Measurement is only the first step. Next comes reduction and mitigation.
Building off of the baseline measurement, Integrate Health is developing a Climate Action Plan. The plan will have three main components:
- Measurement: We will continue to measure our carbon emissions annually, and increasingly measure more scopes as our accounting and reporting processes allow.
- Reduction: We will set science-based emissions reduction targets for the short, medium, and long-term.
- Mitigation: Using an internal carbon price, we will account for all emissions we are unable to reduce, and offset those emissions by contributing to high-quality carbon capture and carbon mitigation projects, as well as investing in the sustainability of our own operations, including continuing to install solar energy in Togo.
We are joining a collective of like-minded organizations determined to own our responsibility, and live by our values of justice for all.
Integrate Health has formed a coalition with 6 other international organizations to work together to chart a new path forward for climate accountability in the global health sector called Climate Accountability in Development. Each organization within the coalition will commit to being transparent about their measurement, reduction, and mitigation efforts and pool resources to invest in high-quality quality carbon mitigation and removal activities.

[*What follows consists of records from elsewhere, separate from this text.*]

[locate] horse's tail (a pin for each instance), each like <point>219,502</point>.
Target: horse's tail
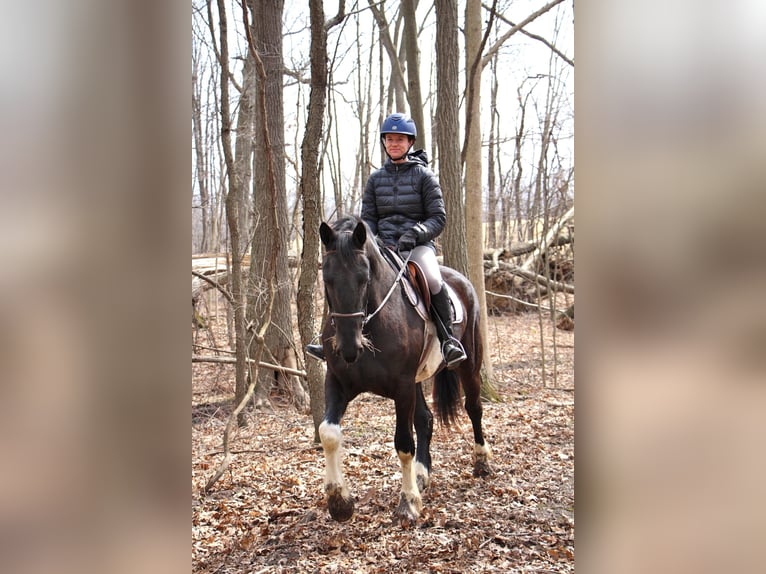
<point>446,396</point>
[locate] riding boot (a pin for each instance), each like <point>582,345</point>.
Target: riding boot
<point>316,351</point>
<point>441,311</point>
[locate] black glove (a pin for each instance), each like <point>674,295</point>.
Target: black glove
<point>407,241</point>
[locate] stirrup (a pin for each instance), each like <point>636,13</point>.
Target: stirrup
<point>316,351</point>
<point>455,350</point>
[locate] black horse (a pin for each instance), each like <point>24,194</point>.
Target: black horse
<point>376,341</point>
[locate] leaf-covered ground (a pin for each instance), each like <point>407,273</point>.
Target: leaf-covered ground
<point>267,512</point>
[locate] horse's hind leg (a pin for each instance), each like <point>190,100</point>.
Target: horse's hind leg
<point>482,453</point>
<point>424,426</point>
<point>410,503</point>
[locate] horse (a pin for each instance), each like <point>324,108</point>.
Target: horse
<point>374,341</point>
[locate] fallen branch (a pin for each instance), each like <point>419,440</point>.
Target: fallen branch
<point>548,239</point>
<point>232,360</point>
<point>542,280</point>
<point>533,305</point>
<point>215,284</point>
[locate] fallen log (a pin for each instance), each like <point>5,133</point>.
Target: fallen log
<point>232,360</point>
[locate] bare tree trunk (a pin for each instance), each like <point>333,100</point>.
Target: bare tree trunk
<point>310,193</point>
<point>447,130</point>
<point>491,185</point>
<point>414,95</point>
<point>233,204</point>
<point>271,220</point>
<point>518,166</point>
<point>397,74</point>
<point>473,187</point>
<point>199,151</point>
<point>243,153</point>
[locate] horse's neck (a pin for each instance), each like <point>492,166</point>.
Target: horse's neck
<point>382,279</point>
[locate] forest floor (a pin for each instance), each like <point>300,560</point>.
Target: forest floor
<point>267,512</point>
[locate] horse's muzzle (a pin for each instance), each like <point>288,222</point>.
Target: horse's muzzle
<point>351,354</point>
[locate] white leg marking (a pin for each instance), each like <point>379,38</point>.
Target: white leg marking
<point>421,470</point>
<point>482,452</point>
<point>332,441</point>
<point>409,480</point>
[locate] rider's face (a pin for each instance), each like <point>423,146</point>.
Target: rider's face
<point>396,144</point>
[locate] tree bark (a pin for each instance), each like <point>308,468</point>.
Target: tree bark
<point>311,196</point>
<point>233,204</point>
<point>413,70</point>
<point>447,130</point>
<point>271,222</point>
<point>473,179</point>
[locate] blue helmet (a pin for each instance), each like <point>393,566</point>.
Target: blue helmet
<point>399,123</point>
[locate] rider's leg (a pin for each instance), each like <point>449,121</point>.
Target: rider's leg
<point>441,307</point>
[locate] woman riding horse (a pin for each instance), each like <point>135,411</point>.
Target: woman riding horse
<point>403,205</point>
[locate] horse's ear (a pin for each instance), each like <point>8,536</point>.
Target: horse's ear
<point>326,234</point>
<point>360,235</point>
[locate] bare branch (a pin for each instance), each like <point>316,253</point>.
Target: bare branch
<point>533,36</point>
<point>338,18</point>
<point>232,360</point>
<point>500,41</point>
<point>215,284</point>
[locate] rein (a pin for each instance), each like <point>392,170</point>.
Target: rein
<point>367,318</point>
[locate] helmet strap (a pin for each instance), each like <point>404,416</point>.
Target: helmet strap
<point>412,142</point>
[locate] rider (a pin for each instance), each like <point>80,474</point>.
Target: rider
<point>403,205</point>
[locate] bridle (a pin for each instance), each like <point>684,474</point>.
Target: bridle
<point>365,317</point>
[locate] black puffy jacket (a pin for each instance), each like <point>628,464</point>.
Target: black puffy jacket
<point>402,196</point>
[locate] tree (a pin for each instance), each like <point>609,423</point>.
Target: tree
<point>414,96</point>
<point>473,181</point>
<point>271,222</point>
<point>311,196</point>
<point>447,129</point>
<point>233,204</point>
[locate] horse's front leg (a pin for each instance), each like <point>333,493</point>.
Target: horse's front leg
<point>410,503</point>
<point>340,503</point>
<point>424,426</point>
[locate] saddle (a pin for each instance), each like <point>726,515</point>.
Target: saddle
<point>415,288</point>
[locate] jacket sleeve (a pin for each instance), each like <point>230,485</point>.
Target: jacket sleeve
<point>433,205</point>
<point>369,208</point>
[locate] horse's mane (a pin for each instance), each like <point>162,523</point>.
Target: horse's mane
<point>345,244</point>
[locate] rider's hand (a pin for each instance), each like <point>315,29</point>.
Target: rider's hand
<point>407,241</point>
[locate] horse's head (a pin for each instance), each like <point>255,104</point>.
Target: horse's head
<point>346,274</point>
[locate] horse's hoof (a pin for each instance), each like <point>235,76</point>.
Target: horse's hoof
<point>409,509</point>
<point>340,507</point>
<point>481,468</point>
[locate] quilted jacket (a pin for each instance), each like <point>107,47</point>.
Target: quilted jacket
<point>398,197</point>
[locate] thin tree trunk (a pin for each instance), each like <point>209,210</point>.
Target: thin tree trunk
<point>447,129</point>
<point>233,204</point>
<point>474,203</point>
<point>414,95</point>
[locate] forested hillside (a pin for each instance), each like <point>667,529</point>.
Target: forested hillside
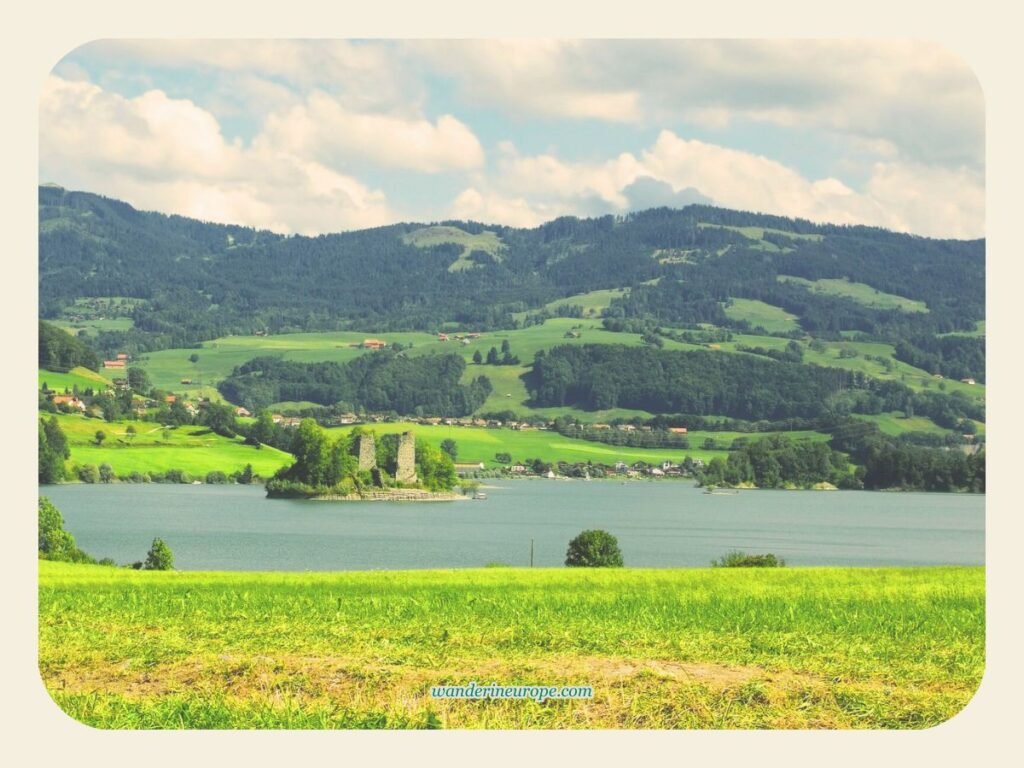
<point>179,282</point>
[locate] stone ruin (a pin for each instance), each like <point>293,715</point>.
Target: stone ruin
<point>368,452</point>
<point>407,458</point>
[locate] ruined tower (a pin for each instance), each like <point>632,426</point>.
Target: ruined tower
<point>368,452</point>
<point>407,458</point>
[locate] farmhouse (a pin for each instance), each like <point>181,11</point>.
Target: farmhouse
<point>70,400</point>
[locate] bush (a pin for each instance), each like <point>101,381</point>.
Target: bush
<point>54,542</point>
<point>595,549</point>
<point>736,559</point>
<point>159,557</point>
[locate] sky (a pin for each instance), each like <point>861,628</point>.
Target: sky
<point>318,136</point>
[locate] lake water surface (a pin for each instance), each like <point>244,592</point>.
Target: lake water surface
<point>660,524</point>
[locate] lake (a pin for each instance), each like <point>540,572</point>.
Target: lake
<point>659,523</point>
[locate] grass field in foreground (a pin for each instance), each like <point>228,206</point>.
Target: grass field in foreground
<point>663,648</point>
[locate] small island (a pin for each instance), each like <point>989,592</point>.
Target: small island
<point>359,467</point>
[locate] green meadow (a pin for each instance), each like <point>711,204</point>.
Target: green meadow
<point>806,648</point>
<point>768,316</point>
<point>154,449</point>
<point>218,357</point>
<point>859,292</point>
<point>79,377</point>
<point>486,241</point>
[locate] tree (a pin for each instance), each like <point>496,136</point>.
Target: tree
<point>594,549</point>
<point>246,477</point>
<point>54,542</point>
<point>159,557</point>
<point>451,448</point>
<point>138,380</point>
<point>52,452</point>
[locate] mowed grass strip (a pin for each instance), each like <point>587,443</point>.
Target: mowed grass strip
<point>663,648</point>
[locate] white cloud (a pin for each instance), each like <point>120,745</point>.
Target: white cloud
<point>169,155</point>
<point>546,77</point>
<point>324,128</point>
<point>913,95</point>
<point>904,197</point>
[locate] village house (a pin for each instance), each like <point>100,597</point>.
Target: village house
<point>70,400</point>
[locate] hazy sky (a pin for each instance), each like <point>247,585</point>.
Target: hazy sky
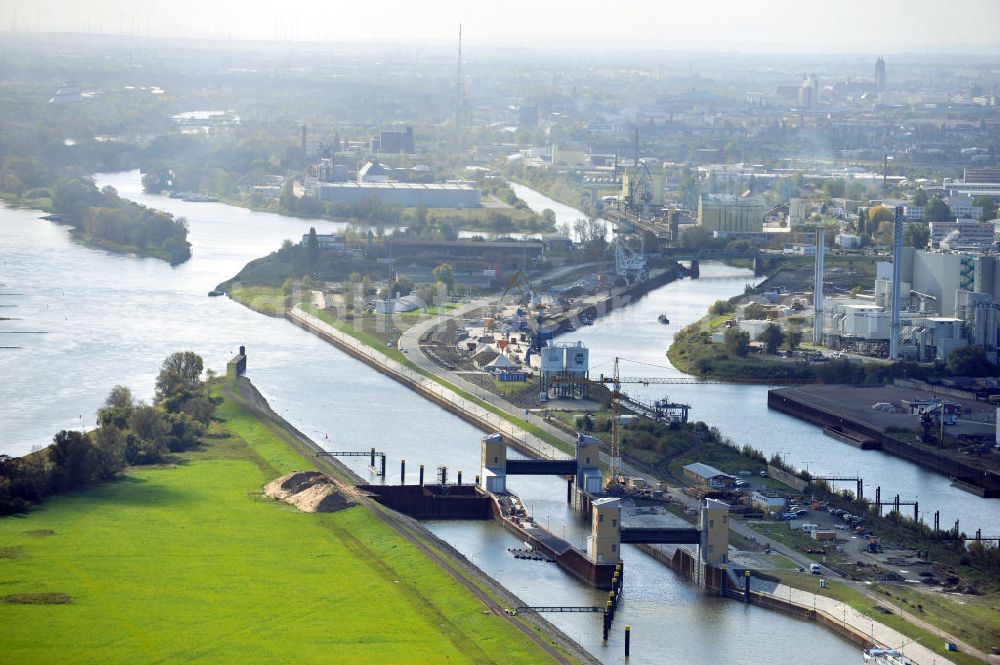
<point>870,26</point>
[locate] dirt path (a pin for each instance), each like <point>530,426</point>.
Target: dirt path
<point>550,639</point>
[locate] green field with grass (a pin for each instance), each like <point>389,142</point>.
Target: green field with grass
<point>870,608</point>
<point>187,561</point>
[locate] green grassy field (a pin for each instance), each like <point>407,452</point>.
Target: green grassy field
<point>868,606</point>
<point>188,562</point>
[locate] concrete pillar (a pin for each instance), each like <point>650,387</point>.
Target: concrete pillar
<point>818,288</point>
<point>605,530</point>
<point>714,525</point>
<point>588,464</point>
<point>897,272</point>
<point>493,464</point>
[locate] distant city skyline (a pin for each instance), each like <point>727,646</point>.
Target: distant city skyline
<point>849,26</point>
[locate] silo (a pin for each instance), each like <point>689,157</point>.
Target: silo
<point>578,359</point>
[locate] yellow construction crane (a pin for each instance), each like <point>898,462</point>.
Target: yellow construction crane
<point>615,476</point>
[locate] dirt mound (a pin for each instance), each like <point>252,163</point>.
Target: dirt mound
<point>309,491</point>
<point>320,498</point>
<point>293,483</point>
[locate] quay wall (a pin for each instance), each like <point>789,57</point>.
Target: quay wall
<point>786,403</point>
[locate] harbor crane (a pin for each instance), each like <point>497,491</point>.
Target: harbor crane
<point>615,476</point>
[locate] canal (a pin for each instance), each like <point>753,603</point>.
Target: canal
<point>87,320</point>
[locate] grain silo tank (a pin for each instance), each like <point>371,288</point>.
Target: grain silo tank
<point>553,359</point>
<point>578,359</point>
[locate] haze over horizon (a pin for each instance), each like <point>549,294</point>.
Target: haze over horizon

Together, we will share best practices, and hold each other accountable to mitigating and reducing our climate impact. As we begin to plan for a greener, more sustainable future, we are excited to chart a new path for international development organizations.
We know that the effects of climate change are inextricably linked to our mission to make high-quality primary healthcare accessible to all. Every action we take to measure, reduce, and mitigate our carbon emissions will be guided by our determination to ensure high-quality care. Today, in Kpindi and health centers throughout northern Kara, healthcare providers deliver services at any time of day, without worrying about the light overhead. For patients like Justine N’danatche, this means she no longer has to focus on holding a light for the doctor while they deliver her baby. “This time it was different,” explains Justine.“The nurse did an ultrasound and the midwife could listen to the heartbeat of the baby and know that everything was alright. Even though it was at seven at night there was no problem for them to see what they were doing – I delivered well because they could concentrate on me.”